Edgar Degas' “Cortège Sur Une Route Aux Environs De Florence," drawn between 1857 and 1860. Pencil and sepia wash on paper, 15.6 x 20.6 cm (6 1/8 x 8 1/8 in.) sheet. (Courtesy Isabella Stewart Gardner Museum)
Edgar Degas' “Cortège Sur Une Route Aux Environs De Florence," drawn between 1857 and 1860. Pencil and sepia wash on paper, 15.6 x 20.6 cm (6 1/8 x 8 1/8 in.) sheet. (Courtesy Isabella Stewart Gardner Museum)

1857-1860

Five works on paper by Edgar Degas were stolen from cabinets in the Short Gallery, the passageway that leads into the large Tapestry Room on the Gardner’s second floor. They were stored with other prints and drawings in cabinets designed by Mrs. Gardner herself. Although he began as a painter of Biblical and historical scenes, Degas, like Manet (who was two years his senior), became famous for his depictions of ordinary life — most notably images of dancers, jockeys, and racing horses. The loss of three drawings of scenes with horses is a significant one.

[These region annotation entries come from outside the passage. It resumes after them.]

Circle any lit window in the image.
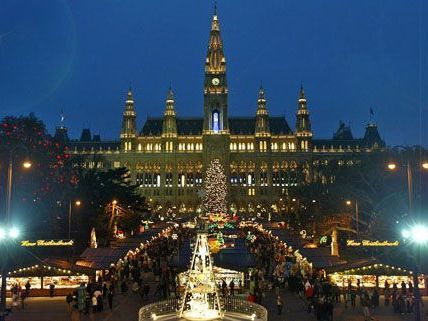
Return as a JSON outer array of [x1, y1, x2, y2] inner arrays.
[[212, 110, 220, 133]]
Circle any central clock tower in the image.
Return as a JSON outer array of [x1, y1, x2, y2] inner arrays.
[[203, 12, 229, 135]]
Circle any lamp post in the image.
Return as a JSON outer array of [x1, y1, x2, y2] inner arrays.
[[0, 145, 31, 321], [387, 146, 428, 321], [402, 225, 428, 321], [0, 225, 20, 321], [346, 200, 360, 240], [68, 200, 82, 240]]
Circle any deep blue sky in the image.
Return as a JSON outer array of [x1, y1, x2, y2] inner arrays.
[[0, 0, 428, 145]]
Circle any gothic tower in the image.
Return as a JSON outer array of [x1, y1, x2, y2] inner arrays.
[[255, 86, 270, 137], [296, 85, 312, 150], [162, 87, 177, 153], [204, 10, 229, 134], [120, 88, 137, 151], [162, 87, 177, 137]]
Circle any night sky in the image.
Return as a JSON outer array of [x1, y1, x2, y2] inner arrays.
[[0, 0, 428, 146]]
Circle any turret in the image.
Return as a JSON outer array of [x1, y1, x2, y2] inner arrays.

The earliest of the images with horses, “Cortège Sur Une Route Aux Environs De Florence" ("Procession On A Road Near Florence") is a drawing from around 1857, 6-by-8 inches, in pencil and a sepia wash that gives it an antique look. The image is a small procession that shows Degas in a more historical mode. There’s some sort of carriage pulled by a pair of horses (the details are particularly hard to read in reproduction). One of the small but most arresting figures is a woman holding a large umbrella high above three women who seem to be dancing. And there’s an antique view of Florence in the distance.